Croatian director Juraj Lerotic’s debut “Safe Place” wins in Sarajevo

Croatian writer-director Juraj Lerotić’s “Safe Place,” an emotional tale of a family reeling after attempting suicide, won the top prize at the Sarajevo Film Festival, which closed a record-breaking 2022 edition in the Bosnian capital on Friday night.

The Heart of Sarajevo Award for Best Feature Film was presented by a jury chaired by Austrian filmmaker Sebastian Meise (“The Great Freedom”), French filmmaker Lucile Hadžihalilović (“catchy tune”), Croatian author and director Antoneta Alamat Kusijanović (“Murina”), Serbian actor Milan Marić (“Dovlatov”) and Israeli producer and consultant Katriel Schory.

Safe Place alludes to Lerotić’s own painful family history, with the Croatian multihyphenate taking the lead in his deeply personal story – a feat that also earned him the Best Actor award in Sarajevo.
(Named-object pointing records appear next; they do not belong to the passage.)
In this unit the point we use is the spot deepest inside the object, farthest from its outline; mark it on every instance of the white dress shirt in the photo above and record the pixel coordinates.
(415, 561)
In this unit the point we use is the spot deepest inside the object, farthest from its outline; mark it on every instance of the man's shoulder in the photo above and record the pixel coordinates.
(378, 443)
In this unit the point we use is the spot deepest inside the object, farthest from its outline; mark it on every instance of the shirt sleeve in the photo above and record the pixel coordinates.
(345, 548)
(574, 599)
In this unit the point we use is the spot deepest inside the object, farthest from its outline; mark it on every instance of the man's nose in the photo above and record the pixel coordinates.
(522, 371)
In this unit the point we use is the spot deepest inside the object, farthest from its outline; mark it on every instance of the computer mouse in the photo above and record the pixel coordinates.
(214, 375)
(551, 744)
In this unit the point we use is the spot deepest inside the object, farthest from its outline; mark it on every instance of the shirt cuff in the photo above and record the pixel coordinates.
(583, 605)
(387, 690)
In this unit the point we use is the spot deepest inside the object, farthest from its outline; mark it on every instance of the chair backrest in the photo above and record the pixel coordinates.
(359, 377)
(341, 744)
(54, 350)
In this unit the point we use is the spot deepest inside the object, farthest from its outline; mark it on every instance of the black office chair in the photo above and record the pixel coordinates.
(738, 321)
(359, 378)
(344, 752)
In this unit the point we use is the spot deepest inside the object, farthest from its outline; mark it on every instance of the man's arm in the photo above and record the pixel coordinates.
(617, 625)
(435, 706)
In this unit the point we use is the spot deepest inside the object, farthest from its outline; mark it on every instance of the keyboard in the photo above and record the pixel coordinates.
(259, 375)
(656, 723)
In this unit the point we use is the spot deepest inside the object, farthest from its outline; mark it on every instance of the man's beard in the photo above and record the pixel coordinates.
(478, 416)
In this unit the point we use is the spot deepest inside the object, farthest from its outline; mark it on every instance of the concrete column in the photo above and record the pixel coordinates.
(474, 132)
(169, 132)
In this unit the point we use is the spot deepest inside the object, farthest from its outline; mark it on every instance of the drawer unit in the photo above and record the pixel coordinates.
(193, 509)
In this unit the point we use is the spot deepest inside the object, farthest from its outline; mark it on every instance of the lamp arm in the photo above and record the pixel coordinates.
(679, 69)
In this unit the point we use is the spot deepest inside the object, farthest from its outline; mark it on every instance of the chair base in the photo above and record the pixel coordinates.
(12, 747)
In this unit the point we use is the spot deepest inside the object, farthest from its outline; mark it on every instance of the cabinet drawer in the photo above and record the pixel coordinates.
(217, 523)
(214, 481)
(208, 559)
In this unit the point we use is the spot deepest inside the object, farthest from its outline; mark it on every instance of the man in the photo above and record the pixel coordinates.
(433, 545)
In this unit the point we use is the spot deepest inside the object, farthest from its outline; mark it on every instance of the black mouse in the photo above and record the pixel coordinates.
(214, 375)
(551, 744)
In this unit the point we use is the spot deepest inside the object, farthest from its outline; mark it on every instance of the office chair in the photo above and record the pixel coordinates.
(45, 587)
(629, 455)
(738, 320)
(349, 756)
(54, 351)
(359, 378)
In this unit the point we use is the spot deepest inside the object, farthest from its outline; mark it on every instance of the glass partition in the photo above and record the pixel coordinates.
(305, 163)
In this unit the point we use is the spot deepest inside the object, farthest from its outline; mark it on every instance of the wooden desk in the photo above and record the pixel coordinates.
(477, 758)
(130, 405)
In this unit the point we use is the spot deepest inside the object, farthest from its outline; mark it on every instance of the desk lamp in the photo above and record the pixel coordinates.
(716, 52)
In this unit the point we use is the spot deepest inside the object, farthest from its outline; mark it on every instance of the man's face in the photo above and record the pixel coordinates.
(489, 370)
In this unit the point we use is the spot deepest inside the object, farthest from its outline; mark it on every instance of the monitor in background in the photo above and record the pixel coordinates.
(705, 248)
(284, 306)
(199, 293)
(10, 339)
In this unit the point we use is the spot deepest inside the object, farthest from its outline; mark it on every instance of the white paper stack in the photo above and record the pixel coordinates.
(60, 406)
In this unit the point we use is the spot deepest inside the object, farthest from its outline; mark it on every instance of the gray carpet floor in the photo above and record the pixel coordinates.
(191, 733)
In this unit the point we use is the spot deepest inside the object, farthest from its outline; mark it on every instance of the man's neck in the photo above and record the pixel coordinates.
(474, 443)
Fresh from a triumphant world premiere in Locarno, where the film won three awards including Best First Feature, ‘Safe Place’ was described by diversity‘s Guy Lodge as “a highly balanced and moving first feature film” and a “staggering” debut, “with a long line of further festival bookings certainly ahead of us”.

Ukrainian director Maryina Er Gorbach won Best Director for Klondike, which portrays the brutal realities of war in Ukraine’s Donbass region through the lens of a pregnant farm owner whose life and home are falling apart. The film was described by Lodge as an “uncompromising, formally remarkable” feature after he awarded Er Gorbach Best Director at the World Cinema Dramatic Competition at Sundance.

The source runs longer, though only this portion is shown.